A explicação para o quebra-cabeça é que há uma série de riscos capazes de entornar o caldo que são de alguma forma fatorados na hora de fazer os palpites, mas “esquecidos” na elaboração das narrativas. O mercado sabe que a aposta correta é no sentido “otimista”, quer ficar “otimista”, deve ficar “otimista”, mas corretamente mantém um pé atrás – mesmo os que arriscam números um pouquinho melhores do que os consensuais, plantando uma semente para, se tudo der certo, comemorarem o “acerto”, mas sem comprometimento excessivo. A maior projeção de crescimento para o ano que vem é de 2,7%.
Quais são os riscos? Primeiro, a economia mundial está doente. Faz cinco anos que o FMI tem revisado para baixo o potencial global de longo prazo. Para que se tenha ideia, se a economia tivesse hoje o tamanho projetado em 2011, haveria uma China a mais no mundo (de quebra, uma Bélgica também). Projetos que estão maturando atualmente foram concebidos com esta visão. Não surpreende, portanto, o excesso de capacidade e a tendência deflacionária nos países desenvolvidos (que, de resto, é exacerbada pela revolução tecnológica). Este estado de coisas dificulta ajustes e dá margem a surtos de populismo protecionista.

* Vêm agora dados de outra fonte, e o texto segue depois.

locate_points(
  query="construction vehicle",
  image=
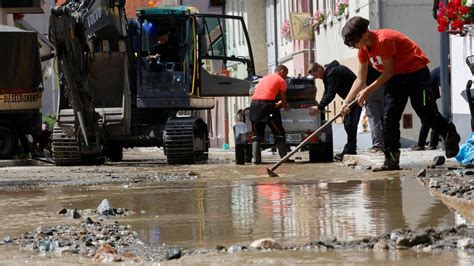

Segundo, a economia americana, melhorzinha, não está uma Brastemp. Os dados de crescimento têm frustrado há um tempo, mas como a inflação parece voltar gradualmente ao normal, o FED está preocupado em não comprometer a credibilidade de suas diretrizes e, provavelmente, promoverá novo aumento do juro até o final do ano – apesar das diferentes visões dentro do colegiado. Além dos vaivens que decorrem da indefinição, cresce o risco de uma contração cíclica. De acordo com pesquisa do Wall Street Journal, os economistas atribuem hoje probabilidade maior do que a normal para uma nova recessão nos próximos 12 meses. Nada muito alarmante, até porque os juros continuarão baixos, mas poderíamos passar sem o ruído.
Terceiro, a situação do crédito na China está para lá de complicada. Há quem espere um “pouso forçado” no curto prazo. Não é preciso dizer o que uma desaceleração brusca na China significaria para o mundo e para o Brasil. Pretendo falar sobre este assunto no próximo artigo.
Quarto, a estratégia do nosso governo requer que a recuperação da economia não demore demais ao menos por duas razões. A primeira é que existe uma enorme restrição de crédito na economia e as empresas precisam respirar sob o risco de começarem a aparecer uns cadáveres. A segunda é que o apoio político à agenda impopular está baseado na crença de que o remédio amargo arrumará a economia. Pelo andar da carruagem, o PIB do terceiro trimestre virá pior do que se esperava há pouco tempo. Oxalá não ocorra decepção semelhante no final do ano.
Quinto, não resta a menor dúvida de que o governo está adotando medidas necessárias e na direção correta. Mas, do ponto de vista social, elas são duras e, talvez, sejam insuficientes para fazer frente ao enorme estrago causado pelos governos petistas. Ou seja, é possível que já seja tarde demais e que bastará uma gota d’água para a ficha cair. Seria o pior dos mundos.
Finalmente, a Lava Jato está aí.
Não é agradável encarnar o Urubulino em um momento em que a sociedade respira aliviada por ter se livrado das maldades de um dos governos mais incompetentes da história. Também estou feliz por isso. Mas o dano causado foi tão grande que, talvez, o esforço para corrigi-lo sem inflação (no médio prazo) seja insuportável politicamente, especialmente se uma “surpresa” de fora atrapalhar a recuperação. Conforme a fábula do Javali e da Raposa, quem não teme o perigo é duplamente imprudente. É por isso que “otimistas” e “pessimistas” formulam projeções um tanto pessimistas apesar de narrativas que soam mais ou menos favoráveis.